El primer kilómetro y medio fue un martirio chino y maldije todos y cada uno de los minutos que invertí en recorrerlo. Al llegar a los tres kilómetros sentí que las hormonas endorfinas entraban en acción, y al llegar a los cinco comprendí que ya no me quedaban ni fuerzas ni ganas de continuar. Consulté la hora. Eran las tres y treinta y tres. Nunca he dicho que fuera rápida. Reduje la marcha a paso normal mientras chorreaba sudor por todos los poros. Ya me pasarían factura las agujetas al día siguiente, de eso estaba segura, pero por el momento me sentía ágil, con los músculos blandos y calientes. Suelo volver a casa andando para refrescarme.

Cuando llegué, el sudor, que se me había enfriado, me producía escalofríos y suspiraba por una ducha caliente. En el jardín no había ni un alma, los vasos del julepe estaban vacíos y juntos. La puerta trasera de Henry estaba cerrada y habían bajado las persianas. Entré en casa con la llave que suelo atarme al cordón de la zapatilla.

Me lavé la cabeza, me afeité las piernas, me puse una bata y estuve trasteando un rato, limpiando la cocina y despejando el escritorio. Al terminar me puse unos pantalones, un blusón largo, sandalias y colonia.
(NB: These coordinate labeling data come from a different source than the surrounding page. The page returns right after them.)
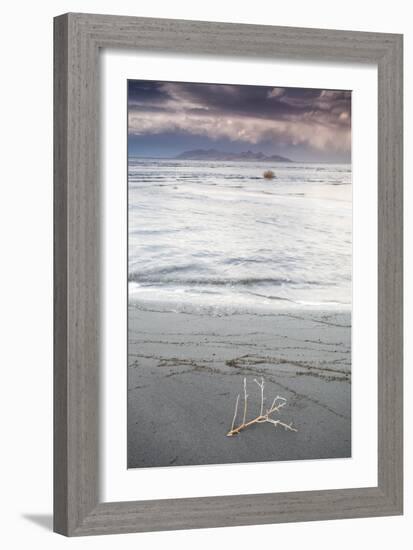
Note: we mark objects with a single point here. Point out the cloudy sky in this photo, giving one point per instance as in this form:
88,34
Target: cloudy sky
166,118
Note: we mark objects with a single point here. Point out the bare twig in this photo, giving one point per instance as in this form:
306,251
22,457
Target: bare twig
277,404
245,400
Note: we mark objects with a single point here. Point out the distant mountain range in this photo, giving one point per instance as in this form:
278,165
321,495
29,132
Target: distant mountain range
213,154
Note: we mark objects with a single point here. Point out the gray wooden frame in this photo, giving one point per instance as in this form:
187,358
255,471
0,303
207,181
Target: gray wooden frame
78,39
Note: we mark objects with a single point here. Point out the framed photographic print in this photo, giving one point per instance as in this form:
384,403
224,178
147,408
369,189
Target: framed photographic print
228,274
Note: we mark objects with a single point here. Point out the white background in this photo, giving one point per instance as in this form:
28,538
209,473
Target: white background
26,271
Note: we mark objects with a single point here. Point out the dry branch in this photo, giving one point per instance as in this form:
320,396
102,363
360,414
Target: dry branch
277,404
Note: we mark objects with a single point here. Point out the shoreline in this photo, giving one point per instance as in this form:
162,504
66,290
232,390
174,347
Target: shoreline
185,372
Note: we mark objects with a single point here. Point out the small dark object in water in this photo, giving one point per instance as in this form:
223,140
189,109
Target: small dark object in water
269,175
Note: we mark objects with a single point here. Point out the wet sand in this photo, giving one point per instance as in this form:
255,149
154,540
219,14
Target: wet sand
186,369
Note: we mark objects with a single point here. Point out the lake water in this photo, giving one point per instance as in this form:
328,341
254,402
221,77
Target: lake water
217,236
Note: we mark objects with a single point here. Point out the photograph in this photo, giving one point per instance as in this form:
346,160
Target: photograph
239,273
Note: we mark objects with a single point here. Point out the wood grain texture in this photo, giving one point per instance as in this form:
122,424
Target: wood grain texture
78,39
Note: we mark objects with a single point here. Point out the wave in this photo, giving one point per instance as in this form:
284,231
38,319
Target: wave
220,282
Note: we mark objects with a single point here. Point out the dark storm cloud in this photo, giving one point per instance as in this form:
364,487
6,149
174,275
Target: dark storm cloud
319,119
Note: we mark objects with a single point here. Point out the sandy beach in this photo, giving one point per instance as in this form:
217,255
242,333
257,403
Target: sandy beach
186,369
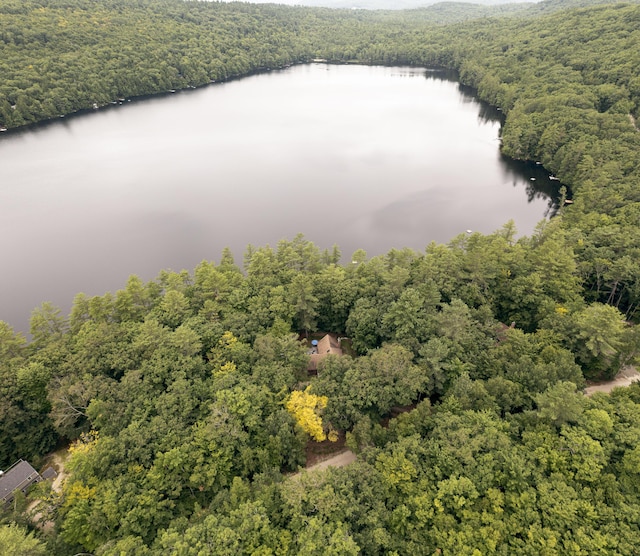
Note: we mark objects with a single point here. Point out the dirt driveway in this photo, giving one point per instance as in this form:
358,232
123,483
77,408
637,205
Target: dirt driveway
625,377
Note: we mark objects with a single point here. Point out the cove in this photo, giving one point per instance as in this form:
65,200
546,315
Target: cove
364,157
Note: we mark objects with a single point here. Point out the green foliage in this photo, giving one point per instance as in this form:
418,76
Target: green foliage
185,379
16,540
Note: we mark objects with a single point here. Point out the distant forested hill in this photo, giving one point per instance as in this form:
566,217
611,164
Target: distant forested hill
187,398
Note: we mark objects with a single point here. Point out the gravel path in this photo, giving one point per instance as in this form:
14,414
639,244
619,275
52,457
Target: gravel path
339,460
625,377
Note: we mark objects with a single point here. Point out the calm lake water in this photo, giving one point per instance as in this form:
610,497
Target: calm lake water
365,157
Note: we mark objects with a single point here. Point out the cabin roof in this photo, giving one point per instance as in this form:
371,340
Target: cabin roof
19,476
328,345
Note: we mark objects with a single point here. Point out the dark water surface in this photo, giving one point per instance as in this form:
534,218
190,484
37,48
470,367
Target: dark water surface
365,157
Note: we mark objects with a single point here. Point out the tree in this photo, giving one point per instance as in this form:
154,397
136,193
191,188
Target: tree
16,540
306,408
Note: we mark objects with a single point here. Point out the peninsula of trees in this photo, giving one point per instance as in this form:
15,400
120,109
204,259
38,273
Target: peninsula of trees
177,393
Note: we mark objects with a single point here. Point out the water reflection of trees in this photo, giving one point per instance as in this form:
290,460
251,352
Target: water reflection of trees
486,113
541,187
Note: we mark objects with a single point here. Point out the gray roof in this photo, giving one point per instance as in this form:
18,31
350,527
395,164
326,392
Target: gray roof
49,473
19,476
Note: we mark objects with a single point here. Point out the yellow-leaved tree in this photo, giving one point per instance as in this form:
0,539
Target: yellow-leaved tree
306,408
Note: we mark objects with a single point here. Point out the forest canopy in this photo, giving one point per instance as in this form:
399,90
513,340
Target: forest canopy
186,399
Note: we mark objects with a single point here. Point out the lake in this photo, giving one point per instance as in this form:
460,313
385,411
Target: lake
365,157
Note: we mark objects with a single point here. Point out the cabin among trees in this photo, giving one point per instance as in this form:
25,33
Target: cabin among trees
19,477
329,344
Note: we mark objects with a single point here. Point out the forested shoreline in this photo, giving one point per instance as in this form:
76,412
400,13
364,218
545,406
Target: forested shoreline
177,393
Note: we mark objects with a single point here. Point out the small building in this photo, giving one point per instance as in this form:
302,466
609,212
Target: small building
328,345
20,476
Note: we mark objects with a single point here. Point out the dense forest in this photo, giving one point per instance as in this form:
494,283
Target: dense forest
186,400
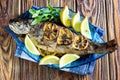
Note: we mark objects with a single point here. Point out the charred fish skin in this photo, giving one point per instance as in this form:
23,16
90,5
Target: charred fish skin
60,40
65,41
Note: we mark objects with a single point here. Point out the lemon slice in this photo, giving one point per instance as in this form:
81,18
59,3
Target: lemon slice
64,17
30,46
67,58
76,22
49,59
85,30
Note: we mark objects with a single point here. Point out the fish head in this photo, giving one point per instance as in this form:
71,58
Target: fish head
19,26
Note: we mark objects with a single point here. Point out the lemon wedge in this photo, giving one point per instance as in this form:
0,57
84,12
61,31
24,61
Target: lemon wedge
64,17
76,22
30,46
85,30
49,59
67,58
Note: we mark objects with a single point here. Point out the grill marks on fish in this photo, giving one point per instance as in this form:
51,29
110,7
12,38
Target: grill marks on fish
61,40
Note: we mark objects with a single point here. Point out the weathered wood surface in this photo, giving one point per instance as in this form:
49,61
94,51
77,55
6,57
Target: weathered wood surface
104,13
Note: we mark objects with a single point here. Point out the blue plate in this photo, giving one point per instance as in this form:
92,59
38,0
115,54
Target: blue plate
21,49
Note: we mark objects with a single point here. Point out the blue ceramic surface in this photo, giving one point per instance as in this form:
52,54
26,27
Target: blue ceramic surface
83,65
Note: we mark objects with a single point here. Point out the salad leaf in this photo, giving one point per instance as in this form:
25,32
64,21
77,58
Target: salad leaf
50,14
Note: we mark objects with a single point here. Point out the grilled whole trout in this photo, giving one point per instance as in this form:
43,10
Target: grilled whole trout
52,38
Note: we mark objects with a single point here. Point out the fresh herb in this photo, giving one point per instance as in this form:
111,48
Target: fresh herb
51,14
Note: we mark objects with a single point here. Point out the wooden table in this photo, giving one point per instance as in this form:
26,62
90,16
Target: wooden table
104,13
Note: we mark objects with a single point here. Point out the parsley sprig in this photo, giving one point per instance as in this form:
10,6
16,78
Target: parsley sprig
51,14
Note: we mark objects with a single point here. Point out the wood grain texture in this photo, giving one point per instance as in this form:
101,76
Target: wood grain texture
104,13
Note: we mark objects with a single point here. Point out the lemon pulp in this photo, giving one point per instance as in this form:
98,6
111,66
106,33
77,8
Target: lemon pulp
49,59
67,58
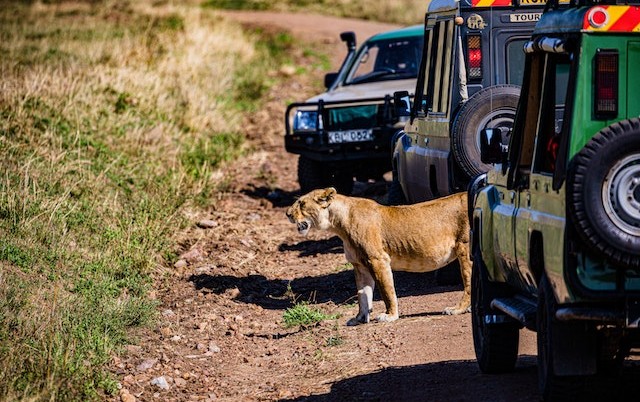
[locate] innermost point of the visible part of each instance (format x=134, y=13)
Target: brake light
x=606, y=80
x=475, y=56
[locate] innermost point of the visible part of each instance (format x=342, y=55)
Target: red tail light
x=606, y=78
x=474, y=55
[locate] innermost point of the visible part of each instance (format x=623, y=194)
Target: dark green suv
x=556, y=222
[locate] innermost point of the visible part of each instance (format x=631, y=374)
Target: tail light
x=474, y=55
x=606, y=79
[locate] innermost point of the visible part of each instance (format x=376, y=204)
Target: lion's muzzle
x=303, y=227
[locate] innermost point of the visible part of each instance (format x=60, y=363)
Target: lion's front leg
x=464, y=306
x=365, y=285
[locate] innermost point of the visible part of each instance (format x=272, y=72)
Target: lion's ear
x=326, y=196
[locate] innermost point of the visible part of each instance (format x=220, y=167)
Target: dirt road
x=221, y=334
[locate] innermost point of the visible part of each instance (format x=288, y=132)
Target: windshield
x=386, y=60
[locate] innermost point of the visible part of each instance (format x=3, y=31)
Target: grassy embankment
x=113, y=117
x=405, y=12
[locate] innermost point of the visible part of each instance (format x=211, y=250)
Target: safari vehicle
x=556, y=222
x=346, y=131
x=469, y=79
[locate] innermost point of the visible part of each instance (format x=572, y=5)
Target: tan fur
x=417, y=238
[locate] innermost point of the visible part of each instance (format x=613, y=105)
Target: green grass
x=301, y=314
x=113, y=118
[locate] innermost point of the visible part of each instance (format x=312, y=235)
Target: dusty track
x=221, y=337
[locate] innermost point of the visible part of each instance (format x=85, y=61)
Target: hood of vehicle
x=369, y=90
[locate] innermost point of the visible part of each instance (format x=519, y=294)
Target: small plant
x=334, y=340
x=303, y=315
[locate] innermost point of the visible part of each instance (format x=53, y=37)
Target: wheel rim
x=621, y=195
x=496, y=119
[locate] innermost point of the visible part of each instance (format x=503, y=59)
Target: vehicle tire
x=495, y=344
x=492, y=107
x=449, y=275
x=310, y=174
x=341, y=179
x=395, y=196
x=603, y=193
x=553, y=387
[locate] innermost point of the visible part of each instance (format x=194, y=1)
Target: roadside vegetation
x=406, y=12
x=114, y=117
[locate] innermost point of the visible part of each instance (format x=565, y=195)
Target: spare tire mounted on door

A las siete menos cuarto cogí el bolso grande de piel, salí y cerré con llave.

Consulté la dirección de Bobby y doblé a la izquierda al llegar a Cabana, hacia el refugio de los pájaros, por la carretera serpeante de Montebello, donde se dice que hay más millonarios por kilómetro cuadrado que en ninguna otra urbanización del país. No sé si será verdad o no.